# setup

In [None]:
import pandas as pd
import numpy as np
import torch
import torch.optim as optim
from torch import nn
from torch.utils.data import Dataset, DataLoader

from sklearn.metrics import roc_auc_score, confusion_matrix, classification_report, mean_squared_error
from sklearn.model_selection import train_test_split



In [None]:
from sklearn.preprocessing import StandardScaler
from imblearn.over_sampling import SMOTE

In [None]:
data = pd.read_csv("/nobackup/users/ericason/mlhc-final-project/clean_data/nafl/combined.large.nafl.csv")

In [None]:
# create the X and Y datasets

data = data.drop(columns='DaysUntilFirstProgression')
# data = data.drop(columns='Outcome')
data = data.drop(columns='Censored')

Y = data[['StudyID', 'Outcome']]
# Y = data[['StudyID', 'DaysUntilFirstProgression']]
X = data.drop(columns='Outcome')
X = X.drop(columns=['mean_BMI_category', 'last_BMI_category'])
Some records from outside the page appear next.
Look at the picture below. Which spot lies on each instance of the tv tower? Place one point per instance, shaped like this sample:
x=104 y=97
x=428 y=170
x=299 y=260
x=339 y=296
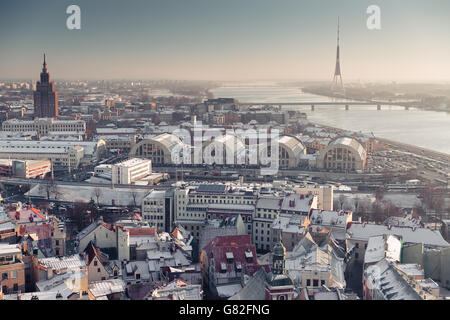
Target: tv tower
x=337 y=84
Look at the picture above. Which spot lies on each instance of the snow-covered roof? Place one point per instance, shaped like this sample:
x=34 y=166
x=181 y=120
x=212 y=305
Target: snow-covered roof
x=381 y=247
x=363 y=231
x=107 y=287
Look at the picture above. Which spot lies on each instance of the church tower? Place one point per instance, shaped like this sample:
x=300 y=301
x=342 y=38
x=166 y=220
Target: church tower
x=280 y=285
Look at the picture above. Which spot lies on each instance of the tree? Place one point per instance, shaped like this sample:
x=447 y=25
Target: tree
x=79 y=215
x=92 y=210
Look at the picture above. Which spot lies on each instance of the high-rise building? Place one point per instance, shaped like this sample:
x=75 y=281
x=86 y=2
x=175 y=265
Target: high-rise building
x=45 y=96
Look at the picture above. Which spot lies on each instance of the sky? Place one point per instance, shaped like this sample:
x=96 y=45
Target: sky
x=226 y=40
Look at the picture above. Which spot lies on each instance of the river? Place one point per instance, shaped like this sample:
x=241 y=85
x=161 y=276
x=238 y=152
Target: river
x=427 y=129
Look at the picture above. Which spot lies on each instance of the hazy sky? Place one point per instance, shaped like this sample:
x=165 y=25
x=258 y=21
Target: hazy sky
x=226 y=39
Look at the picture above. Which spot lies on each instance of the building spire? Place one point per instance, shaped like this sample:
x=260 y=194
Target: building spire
x=338 y=31
x=44 y=66
x=337 y=83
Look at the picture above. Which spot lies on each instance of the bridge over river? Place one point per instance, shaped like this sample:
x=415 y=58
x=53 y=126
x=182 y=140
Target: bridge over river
x=315 y=104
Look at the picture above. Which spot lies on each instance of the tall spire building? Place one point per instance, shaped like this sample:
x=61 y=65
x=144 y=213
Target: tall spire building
x=45 y=96
x=338 y=84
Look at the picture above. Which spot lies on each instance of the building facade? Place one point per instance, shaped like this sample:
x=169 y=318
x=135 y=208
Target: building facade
x=45 y=96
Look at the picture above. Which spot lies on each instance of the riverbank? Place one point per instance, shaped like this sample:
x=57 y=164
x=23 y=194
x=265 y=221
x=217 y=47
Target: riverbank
x=419 y=106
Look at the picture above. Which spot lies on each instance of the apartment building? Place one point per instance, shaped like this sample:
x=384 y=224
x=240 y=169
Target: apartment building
x=44 y=126
x=12 y=269
x=192 y=204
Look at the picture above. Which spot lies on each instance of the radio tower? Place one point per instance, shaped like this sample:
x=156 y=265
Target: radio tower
x=337 y=84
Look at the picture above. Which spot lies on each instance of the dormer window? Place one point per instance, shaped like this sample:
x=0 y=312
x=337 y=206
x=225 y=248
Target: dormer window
x=230 y=257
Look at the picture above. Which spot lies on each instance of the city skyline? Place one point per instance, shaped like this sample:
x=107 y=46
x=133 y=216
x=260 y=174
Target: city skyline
x=203 y=40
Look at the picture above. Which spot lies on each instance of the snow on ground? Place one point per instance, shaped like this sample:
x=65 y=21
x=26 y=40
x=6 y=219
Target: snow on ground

X = X.set_index('StudyID')
Y = Y.set_index('StudyID')

In [None]:
Y = Y.astype(int)        # from True/False → 1/0


In [None]:
# check if GPU is enabled
device = "cuda" if torch.cuda.is_available() else "cpu" # need to define device since python can use both cpu and gpu
print(f"Using {device} device")
print(f"Shape of X: {X.shape}. Shape of Y: {Y.shape}.")

In [None]:
#bmi, lab, age 
X.head()

In [None]:
Y.value_counts()

# establish the model

In [None]:
#reweighted
class MAFLDDataset(Dataset):
    def __init__(self, X, y, w):
        self.X = torch.tensor(X, dtype=torch.float32)
        self.y = torch.tensor(y, dtype=torch.float32)
        self.w = torch.tensor(w, dtype=torch.float32)

    def __len__(self):
        return len(self.X)

    def __getitem__(self, idx):
        return self.X[idx], self.y[idx], self.w[idx]

In [None]:
# define by subclassing nn.Module and initialize the neural network layers in __init__.
class NeuralNetwork(nn.Module):
    def __init__(self):
        super().__init__() # inherit init from parent class
        self.linear_relu_stack = nn.Sequential(
            nn.Linear(X.shape[1], 1024),
            nn.ReLU(),
            nn.Dropout(0.3),
            nn.Linear(1024, 512),
            nn.ReLU(),
            nn.Dropout(0.3),
            nn.Linear(512, 128),
            nn.ReLU(),
            nn.Linear(128, 64),
            nn.ReLU(),
            nn.Linear(64, 32),
            nn.ReLU(),
            nn.Linear(32, 1),
        )
        self.sigmoid = nn.Sigmoid()

    def forward(self, x):
        logits = self.linear_relu_stack(x)
        return logits

In [None]:
# create an instance of NeuralNetwork, move to device, print its structure
model = NeuralNetwork().to(device)
# print(model)

# define loss function and optimizer
# loss_fn = nn.MSELoss()
# loss_fn = nn.BCELoss() # if using BCELoss, do not run the sigmoid layer in the forward step!
loss_fn = nn.BCEWithLogitsLoss()
optimizer = optim.Adam(model.parameters(), lr=1e-3) # start with this baseline learning rate

# train model on train/test split



In [None]:

#reweight
from collections import Counter
from sklearn.model_selection import train_test_split
from sklearn.preprocessing import StandardScaler
import numpy as np
import torch
import pandas as pd

# Split into training and testing sets
X_train, X_test, y_train, y_test = train_test_split(X, Y, test_size=0.3, random_state=42)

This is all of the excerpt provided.